Re: [PATCH 2/2] Make it possible to update git_wcwidth()

Junio C Hamano <gitster@xxxxxxxxx> · Mon, 12 May 2014 10:54:41 -0700

Torsten Bögershausen <tboegi@xxxxxx> writes:

> The function git_wcwidth() returns for a given unicode code point the
> width on the display:
> -1 for control characters,
>  0 for combining or other non-visible code points
>  1 for e.g. ASCII
>  2 for double-width code points.
>
> This table had been originally been extracted for one Unicode version,
> probably 3.2.
>
> Make it possible to update the to a later version of Unicode:
>
> Factor out the table from utf8.c into unicode_width.h and
> add the script update_unicode.sh to update the table based on the latest
> Unicode specification files.
>
> Thanks to
> Peter Krefting <peter@xxxxxxxxxxxxxxxx> and
> Kevin Bracey <kevin@xxxxxxxxx>
> for helping with their Unicode knowledge
>
> Signed-off-by: Torsten Bögershausen <tboegi@xxxxxx>
> ---

I would say this is a good idea, but a few nitpicks.

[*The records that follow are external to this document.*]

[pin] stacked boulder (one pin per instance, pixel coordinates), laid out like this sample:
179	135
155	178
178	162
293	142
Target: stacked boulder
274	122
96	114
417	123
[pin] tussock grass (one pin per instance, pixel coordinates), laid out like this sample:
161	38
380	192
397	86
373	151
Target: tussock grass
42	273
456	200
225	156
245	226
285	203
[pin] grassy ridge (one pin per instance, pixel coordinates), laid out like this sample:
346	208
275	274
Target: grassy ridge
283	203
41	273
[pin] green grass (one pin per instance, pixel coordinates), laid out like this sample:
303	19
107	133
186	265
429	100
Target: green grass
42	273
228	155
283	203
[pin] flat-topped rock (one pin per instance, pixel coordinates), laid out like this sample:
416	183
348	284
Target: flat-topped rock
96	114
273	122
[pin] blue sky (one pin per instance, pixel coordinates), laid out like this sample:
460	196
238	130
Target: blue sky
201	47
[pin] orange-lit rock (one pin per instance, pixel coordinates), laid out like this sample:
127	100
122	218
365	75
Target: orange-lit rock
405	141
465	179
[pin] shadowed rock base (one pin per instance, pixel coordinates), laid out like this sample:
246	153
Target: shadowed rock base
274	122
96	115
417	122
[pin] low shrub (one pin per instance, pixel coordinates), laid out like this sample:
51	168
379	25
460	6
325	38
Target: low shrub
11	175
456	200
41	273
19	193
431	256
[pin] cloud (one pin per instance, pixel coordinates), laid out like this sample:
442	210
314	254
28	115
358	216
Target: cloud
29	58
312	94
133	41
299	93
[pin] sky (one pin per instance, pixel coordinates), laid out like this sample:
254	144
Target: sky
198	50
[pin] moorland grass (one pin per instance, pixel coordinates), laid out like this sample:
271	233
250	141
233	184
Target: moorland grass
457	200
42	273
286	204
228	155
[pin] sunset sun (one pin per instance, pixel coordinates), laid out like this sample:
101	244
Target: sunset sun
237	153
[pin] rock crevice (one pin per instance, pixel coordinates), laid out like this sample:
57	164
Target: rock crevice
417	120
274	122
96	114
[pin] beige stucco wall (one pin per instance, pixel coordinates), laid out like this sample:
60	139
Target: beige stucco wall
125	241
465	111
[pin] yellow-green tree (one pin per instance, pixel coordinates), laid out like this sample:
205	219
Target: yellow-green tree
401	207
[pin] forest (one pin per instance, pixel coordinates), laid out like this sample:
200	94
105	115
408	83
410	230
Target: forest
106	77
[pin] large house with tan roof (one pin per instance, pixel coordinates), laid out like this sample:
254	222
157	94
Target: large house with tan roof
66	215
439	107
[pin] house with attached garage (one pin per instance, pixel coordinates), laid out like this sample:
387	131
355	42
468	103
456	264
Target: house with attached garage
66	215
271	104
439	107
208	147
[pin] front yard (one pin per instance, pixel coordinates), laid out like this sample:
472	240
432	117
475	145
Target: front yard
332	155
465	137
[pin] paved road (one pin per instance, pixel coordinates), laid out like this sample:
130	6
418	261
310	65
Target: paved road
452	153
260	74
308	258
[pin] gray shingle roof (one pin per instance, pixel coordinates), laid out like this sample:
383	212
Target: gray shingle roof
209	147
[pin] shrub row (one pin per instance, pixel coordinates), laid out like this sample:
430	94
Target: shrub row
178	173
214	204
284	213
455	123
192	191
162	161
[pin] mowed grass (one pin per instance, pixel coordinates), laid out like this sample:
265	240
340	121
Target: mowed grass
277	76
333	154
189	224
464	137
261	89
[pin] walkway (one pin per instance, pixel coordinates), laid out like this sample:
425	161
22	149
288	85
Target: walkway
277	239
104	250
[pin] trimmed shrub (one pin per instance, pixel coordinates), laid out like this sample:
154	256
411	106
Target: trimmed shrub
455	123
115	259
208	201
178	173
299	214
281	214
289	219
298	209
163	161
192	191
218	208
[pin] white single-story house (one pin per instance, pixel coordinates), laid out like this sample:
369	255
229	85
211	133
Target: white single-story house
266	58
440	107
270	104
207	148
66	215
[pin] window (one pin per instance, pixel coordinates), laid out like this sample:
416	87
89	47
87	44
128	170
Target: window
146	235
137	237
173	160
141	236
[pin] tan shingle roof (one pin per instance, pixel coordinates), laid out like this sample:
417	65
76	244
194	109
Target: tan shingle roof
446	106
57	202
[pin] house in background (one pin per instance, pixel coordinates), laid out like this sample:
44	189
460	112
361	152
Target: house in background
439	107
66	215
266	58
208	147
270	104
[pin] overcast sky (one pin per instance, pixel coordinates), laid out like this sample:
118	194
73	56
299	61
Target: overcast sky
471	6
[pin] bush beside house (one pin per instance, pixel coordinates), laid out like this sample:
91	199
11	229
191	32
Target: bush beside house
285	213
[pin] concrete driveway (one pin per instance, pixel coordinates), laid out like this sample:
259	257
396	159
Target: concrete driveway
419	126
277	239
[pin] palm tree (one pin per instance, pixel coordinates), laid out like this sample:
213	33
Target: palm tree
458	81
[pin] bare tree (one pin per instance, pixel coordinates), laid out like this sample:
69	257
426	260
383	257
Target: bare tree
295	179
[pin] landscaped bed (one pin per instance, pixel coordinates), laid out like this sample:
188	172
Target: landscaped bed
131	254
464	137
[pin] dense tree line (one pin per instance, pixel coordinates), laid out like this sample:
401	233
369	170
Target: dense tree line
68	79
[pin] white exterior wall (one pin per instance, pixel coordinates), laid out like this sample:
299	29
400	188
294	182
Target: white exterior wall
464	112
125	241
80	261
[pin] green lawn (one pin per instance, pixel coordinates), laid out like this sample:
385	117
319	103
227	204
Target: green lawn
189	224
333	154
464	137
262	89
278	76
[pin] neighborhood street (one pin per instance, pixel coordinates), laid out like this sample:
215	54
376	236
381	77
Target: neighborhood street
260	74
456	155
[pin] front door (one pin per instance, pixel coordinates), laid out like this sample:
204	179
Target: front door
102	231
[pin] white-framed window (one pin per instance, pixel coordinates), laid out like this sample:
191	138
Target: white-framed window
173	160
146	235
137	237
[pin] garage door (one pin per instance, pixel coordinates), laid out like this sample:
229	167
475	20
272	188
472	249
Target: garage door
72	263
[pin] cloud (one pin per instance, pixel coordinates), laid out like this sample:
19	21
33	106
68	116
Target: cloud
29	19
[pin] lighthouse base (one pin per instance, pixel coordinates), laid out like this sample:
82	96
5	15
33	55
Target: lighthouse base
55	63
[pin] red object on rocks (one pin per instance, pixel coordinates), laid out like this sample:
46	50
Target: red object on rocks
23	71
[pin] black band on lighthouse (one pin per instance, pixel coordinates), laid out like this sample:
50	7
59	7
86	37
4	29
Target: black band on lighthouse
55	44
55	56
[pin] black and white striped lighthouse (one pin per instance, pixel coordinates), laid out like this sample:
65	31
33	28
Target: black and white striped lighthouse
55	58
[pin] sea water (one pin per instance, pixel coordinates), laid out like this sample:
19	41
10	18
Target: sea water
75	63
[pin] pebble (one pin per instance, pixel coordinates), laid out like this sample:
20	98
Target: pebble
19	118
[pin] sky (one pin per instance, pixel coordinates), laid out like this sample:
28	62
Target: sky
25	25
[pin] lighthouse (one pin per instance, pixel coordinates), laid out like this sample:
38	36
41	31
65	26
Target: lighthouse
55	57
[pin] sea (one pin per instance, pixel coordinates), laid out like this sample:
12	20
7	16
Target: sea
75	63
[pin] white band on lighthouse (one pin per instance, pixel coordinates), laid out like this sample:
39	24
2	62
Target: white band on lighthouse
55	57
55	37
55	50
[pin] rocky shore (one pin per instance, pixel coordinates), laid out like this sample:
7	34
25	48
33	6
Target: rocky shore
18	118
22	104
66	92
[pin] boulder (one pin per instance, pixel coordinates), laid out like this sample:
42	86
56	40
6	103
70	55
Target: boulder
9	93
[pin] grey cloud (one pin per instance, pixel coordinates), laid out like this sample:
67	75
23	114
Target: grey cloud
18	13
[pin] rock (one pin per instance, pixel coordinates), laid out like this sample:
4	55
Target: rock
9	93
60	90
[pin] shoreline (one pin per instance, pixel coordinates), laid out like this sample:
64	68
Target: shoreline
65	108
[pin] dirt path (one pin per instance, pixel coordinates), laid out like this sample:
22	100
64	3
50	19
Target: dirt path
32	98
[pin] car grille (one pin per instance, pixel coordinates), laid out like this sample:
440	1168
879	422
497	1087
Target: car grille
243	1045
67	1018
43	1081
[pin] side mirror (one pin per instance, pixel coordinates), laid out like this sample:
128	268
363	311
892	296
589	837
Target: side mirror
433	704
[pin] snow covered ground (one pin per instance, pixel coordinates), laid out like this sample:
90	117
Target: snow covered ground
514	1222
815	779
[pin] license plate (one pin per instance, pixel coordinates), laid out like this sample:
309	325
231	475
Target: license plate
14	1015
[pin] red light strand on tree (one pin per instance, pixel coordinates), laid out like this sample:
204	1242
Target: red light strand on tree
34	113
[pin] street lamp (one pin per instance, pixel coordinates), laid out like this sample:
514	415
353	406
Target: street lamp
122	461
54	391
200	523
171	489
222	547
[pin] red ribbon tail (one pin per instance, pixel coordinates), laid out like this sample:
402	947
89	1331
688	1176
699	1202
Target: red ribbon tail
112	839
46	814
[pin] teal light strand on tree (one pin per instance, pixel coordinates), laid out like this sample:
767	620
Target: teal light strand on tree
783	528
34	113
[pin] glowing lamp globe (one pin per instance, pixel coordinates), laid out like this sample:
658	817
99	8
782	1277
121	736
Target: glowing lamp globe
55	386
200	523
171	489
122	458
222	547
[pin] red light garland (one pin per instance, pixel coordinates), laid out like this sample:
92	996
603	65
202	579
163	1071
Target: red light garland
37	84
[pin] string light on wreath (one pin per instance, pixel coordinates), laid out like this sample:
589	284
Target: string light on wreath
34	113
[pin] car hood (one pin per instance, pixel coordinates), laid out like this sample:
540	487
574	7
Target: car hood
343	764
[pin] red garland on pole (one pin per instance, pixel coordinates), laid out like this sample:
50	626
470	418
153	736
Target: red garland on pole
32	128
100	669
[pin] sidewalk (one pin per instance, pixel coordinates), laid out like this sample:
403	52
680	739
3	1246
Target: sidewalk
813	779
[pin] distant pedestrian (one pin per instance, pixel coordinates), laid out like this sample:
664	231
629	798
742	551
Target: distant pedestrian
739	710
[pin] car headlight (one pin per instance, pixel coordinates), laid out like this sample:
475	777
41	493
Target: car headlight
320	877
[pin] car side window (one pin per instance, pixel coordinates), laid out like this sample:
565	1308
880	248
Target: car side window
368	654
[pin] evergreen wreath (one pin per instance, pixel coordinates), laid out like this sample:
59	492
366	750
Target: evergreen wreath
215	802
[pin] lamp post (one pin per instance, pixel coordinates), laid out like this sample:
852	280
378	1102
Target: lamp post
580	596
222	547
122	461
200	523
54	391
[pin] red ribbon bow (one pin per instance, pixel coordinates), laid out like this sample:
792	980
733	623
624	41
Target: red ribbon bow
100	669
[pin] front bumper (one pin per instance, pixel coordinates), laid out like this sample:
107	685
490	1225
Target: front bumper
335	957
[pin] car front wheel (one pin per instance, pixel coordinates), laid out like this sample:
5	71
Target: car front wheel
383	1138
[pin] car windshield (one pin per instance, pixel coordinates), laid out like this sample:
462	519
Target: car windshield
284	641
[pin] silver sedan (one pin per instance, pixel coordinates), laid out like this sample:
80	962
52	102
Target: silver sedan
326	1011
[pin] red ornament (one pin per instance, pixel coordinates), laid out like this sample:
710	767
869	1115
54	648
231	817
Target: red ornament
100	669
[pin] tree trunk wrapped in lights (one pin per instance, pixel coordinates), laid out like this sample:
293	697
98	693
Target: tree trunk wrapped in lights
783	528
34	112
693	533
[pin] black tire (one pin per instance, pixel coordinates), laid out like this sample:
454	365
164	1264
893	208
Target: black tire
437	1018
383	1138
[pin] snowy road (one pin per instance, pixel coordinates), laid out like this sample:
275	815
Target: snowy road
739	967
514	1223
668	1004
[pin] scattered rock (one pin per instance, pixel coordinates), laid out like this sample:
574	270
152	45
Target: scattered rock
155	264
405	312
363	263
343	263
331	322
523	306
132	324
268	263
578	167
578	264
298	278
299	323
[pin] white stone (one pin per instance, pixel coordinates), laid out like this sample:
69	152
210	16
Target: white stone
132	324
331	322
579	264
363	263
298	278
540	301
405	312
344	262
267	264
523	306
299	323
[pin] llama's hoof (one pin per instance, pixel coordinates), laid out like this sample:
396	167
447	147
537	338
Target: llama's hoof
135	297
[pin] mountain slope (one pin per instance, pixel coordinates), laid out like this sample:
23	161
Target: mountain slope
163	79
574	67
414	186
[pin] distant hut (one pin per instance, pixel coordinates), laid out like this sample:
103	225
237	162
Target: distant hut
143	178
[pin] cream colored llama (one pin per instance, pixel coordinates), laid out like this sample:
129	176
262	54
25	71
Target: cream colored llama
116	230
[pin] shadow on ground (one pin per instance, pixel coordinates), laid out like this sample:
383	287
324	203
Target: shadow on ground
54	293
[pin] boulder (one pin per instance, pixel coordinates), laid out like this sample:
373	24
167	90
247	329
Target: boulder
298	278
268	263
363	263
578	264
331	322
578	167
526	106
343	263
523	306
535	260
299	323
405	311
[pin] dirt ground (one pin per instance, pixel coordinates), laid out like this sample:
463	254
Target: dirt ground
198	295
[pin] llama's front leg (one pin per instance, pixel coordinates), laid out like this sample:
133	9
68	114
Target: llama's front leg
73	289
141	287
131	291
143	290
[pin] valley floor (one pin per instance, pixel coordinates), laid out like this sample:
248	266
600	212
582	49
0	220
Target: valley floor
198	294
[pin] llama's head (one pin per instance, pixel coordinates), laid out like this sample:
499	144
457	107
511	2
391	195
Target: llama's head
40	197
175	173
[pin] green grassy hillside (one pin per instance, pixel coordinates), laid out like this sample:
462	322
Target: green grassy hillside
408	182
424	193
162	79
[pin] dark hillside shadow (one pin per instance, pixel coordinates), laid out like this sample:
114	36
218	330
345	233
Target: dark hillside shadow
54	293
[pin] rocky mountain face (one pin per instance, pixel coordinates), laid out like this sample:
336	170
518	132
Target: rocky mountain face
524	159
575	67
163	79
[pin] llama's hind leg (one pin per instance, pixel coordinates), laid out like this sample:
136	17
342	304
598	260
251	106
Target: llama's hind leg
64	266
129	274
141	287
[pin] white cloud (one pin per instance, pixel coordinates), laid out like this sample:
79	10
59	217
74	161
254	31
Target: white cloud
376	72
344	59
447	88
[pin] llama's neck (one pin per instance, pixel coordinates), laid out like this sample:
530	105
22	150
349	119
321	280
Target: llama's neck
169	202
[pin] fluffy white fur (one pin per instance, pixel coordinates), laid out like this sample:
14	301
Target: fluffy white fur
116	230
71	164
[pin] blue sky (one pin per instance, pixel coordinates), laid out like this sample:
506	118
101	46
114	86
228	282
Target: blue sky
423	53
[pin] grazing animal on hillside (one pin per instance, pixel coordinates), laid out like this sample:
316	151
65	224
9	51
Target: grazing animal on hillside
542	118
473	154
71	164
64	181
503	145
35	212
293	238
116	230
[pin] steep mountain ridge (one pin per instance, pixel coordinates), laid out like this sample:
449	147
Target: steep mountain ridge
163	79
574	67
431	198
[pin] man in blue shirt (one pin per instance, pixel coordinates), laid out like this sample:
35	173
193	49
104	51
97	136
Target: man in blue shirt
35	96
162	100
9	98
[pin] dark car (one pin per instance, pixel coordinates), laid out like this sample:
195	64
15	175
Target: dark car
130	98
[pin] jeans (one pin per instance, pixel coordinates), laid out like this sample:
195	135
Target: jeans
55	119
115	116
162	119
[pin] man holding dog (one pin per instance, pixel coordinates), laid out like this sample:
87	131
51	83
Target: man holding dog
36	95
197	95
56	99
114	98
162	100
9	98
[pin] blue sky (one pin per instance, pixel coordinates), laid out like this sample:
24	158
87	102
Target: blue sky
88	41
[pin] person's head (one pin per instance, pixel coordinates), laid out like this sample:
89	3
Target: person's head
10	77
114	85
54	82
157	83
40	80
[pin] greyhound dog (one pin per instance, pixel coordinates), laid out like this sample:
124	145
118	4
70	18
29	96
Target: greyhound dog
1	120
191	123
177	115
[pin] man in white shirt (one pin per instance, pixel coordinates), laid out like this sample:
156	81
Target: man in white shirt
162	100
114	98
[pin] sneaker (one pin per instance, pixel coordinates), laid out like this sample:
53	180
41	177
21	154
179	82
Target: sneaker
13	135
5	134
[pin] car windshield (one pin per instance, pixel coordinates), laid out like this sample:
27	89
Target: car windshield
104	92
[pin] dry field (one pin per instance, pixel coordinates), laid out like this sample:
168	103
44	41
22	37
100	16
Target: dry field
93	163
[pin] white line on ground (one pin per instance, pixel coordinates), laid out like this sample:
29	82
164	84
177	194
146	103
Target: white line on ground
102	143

> diff --git a/unicode_width.h b/unicode_width.h
> new file mode 100644
> index 0000000..4db7803
> --- /dev/null
> +++ b/unicode_width.h
> @@ -0,0 +1,288 @@

Please update the script (and the resulting file) to caution against
misuse/mismanagement of this file by adding a comment to at least
state:

 - This is a generated file and you are not supposed to modify it; and

 - This is to be included only once from one place in the code and
   that is why this does not use the usual #ifndef X/#define X/#endif
   double-inclusion guards.

An obvious and viable alternative to the second would be to do the
usual double-inclusion guard.  I do not have much preference either
way.

> +static const struct interval zero_width[] = {
> ...
> +};
> +static const struct interval double_width[] = {
> ...
> +};
> diff --git a/update_unicode.sh b/update_unicode.sh
> new file mode 100755
> index 0000000..000b937
> --- /dev/null
> +++ b/update_unicode.sh
> @@ -0,0 +1,37 @@
> +#!/bin/sh
> +#See http://www.unicode.org/reports/tr44/
> +#
> +#Me Enclosing_Mark  an enclosing combining mark
> +#Mn Nonspacing_Mark a nonspacing combining mark (zero advance width)
> +#Cf Format          a format control character

Please have a SP after # in these comments to make them readable?

> +#
> +UNICODEWIDTH_H=../unicode_width.h
> +if ! test -d unicode; then
> +	mkdir unicode
> +fi &&

Style:

	if ! test -d unicode
        then
        	...
	fi

> +( cd unicode &&
> +	if ! test -f UnicodeData.txt; then
> +		wget http://www.unicode.org/Public/UCD/latest/ucd/UnicodeData.txt
> +	fi &&
> +	if ! test -f EastAsianWidth.txt; then
> +		wget http://www.unicode.org/Public/UCD/latest/ucd/EastAsianWidth.txt
> +	fi &&
> +	if ! test -d uniset; then
> +		git clone https://github.com/depp/uniset.git
> +	fi &&
> +	(
> +		cd uniset &&
> +		if ! test -x uniset; then
> +			autoreconf -i &&
> +			./configure --enable-warnings=-Werror CFLAGS='-O0 -ggdb'

What are these "-O0 -ggdb" about?

> +		fi &&
> +		make
> +	) &&
> +	echo "static const struct interval zero_width[] = {" >$UNICODEWIDTH_H &&
> +	UNICODE_DIR=. ./uniset/uniset --32 cat:Me,Mn,Cf + U+1160..U+11FF - U+00AD |
> +	grep -v plane >>$UNICODEWIDTH_H &&
> +	echo "};" >>$UNICODEWIDTH_H &&
> +	echo "static const struct interval double_width[] = {" >>$UNICODEWIDTH_H &&
> +	UNICODE_DIR=. ./uniset/uniset --32 eaw:F,W >>$UNICODEWIDTH_H &&
> +	echo "};" >>$UNICODEWIDTH_H
> +)
> @@ -147,7 +90,7 @@ static int git_wcwidth(ucs_char_t ch)
>  		return -1;
>  
>  	/* binary search in table of non-spacing characters */
> -	if (bisearch(ch, combining, sizeof(combining)
> +	if (bisearch(ch, zero_width, sizeof(zero_width)
>  				/ sizeof(struct interval) - 1))

To my eyes, that line looks folded at a funny place.  I think it is
more conventional to fold after the operator, i.e.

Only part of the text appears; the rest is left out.